By seen, I don't mean walking out of the house in a nice frock from DP (they do do some, nice ones; I have a favourite summer dress from there, and my best shoes). I mean being seen by those who matter. It's why I have the friends here stress words that mean so much: her, she, girl, woman. It's why I have Jill stress the concept of being, always having been, not changing.

The school-age stories here cover the other end of the scale, where changes are made quickly and relatively freely and easily. This story is about how life is for so many women, where so much baggage has piled up, so many connections made as life rolls on, that there is minimal prospect of all those things you list. Just being called by one's chosen name....

Once there is a crack in the dam ...

The water soon bursts through and before you know it, you are innundated with reality.

Good story Steph, (as always.)

Bev.

Growing Old Disgracefully

bev_1.jpg

I Have Always Relied On The Kindness Of Strangers

joannebarbarella's picture

If only. Jill is very lucky to have found the way through inner fortitude and outside help. I don't have that trust in the innate goodness of people, or the courage to put it to the test.

Remember the doctor's shingle in the Peter Sellers film...."B.A.Cantab (failed)".....yeah, well....been there, done that, got the tee-shirt.

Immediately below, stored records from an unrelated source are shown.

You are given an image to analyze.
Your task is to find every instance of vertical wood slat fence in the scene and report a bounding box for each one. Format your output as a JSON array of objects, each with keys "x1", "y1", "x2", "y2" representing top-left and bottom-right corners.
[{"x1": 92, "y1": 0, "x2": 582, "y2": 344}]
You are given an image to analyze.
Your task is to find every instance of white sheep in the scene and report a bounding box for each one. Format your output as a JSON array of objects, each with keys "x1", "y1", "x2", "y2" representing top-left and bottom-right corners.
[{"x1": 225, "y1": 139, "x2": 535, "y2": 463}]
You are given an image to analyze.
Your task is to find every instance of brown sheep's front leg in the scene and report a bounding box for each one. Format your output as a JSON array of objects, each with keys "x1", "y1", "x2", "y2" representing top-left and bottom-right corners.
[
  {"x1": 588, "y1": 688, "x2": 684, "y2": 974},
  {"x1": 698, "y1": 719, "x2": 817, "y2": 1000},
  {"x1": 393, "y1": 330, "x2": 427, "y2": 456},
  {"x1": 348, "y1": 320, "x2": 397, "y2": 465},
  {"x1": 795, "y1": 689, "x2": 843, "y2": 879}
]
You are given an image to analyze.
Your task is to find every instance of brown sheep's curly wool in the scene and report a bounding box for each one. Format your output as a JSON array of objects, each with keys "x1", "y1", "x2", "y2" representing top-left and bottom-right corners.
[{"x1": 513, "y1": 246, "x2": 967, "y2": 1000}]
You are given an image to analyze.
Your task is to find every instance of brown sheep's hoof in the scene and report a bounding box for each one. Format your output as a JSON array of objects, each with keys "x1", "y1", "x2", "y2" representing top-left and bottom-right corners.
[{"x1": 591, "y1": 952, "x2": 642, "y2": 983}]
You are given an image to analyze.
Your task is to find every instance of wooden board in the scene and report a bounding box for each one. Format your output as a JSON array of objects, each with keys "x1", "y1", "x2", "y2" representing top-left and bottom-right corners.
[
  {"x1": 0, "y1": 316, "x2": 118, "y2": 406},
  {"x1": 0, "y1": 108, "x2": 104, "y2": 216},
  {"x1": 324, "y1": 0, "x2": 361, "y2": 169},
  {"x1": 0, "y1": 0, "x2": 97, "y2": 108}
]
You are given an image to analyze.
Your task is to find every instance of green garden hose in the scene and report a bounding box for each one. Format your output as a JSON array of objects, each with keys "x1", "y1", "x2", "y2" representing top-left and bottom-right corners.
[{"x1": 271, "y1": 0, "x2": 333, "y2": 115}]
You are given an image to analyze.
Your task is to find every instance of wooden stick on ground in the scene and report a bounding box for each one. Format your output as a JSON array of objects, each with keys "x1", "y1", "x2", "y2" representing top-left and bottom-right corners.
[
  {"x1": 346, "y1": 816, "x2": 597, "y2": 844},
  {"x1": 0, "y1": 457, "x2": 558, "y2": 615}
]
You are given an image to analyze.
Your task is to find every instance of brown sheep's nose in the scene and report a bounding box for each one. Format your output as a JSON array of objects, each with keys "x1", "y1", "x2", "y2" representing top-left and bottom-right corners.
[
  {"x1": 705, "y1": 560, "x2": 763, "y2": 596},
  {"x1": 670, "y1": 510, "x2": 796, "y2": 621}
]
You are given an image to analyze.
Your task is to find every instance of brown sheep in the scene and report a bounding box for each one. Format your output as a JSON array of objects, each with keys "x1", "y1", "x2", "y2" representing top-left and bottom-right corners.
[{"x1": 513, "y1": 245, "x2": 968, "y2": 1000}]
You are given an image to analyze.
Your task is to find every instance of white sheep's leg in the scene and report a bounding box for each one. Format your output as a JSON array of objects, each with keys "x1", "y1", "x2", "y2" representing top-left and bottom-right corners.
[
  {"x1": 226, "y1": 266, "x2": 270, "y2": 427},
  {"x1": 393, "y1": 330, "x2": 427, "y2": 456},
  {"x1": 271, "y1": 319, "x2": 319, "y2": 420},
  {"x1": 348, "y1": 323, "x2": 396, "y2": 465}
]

Still, I'm cheering Jill on from the sidelines,

Joanne

dont give up hope for yourself hon.

look at me. Not much younger than Jill, and slowly trying to make my way out of the hole I dug for myself by hiding. Hugs.

Dorothycolleen

DogSig.png

Hiding....

Well, I am off to a conference on trans issues next month, and one of the points I have had issues with is exactly that, the hiding. There is a swell of pressure for the workplace to be 'diverse', and have lots and lots of different types of people. I have reservations about that, and one of them is the idea that people should be hired who can 'bosst' the diversity. Discrimination in employment, in other words.

A more fundamental difference is between myself and my LGBT rep, who is now my LGB rep because the T has been dropped. She, a very, very out lesbian, is of the mind that all people should not only not be afraid to be 'out', but that it is a good thing if they are 'outed'. I do believe that if the world worked in such a way, it would be wonderful, but she misses the difference between LGB and T; three are about whom you like, one about who you are. The depth of change is far greater for us, as we run the risk of family rejection, in this country* than it is for other sexualities. My own work difficulties are deep and painful, because no matter what I was to do, I am incapable of passing as a GG and will always be 'legible'. And so, I understand the need to hide, but also the pressure cooker effect that is brought to one's life by forever playing someone you never have been.

*We are far more tolerant of L and G these days, in the UK, than is the case in many other countries, or, indeed, than was the case here only a few years ago.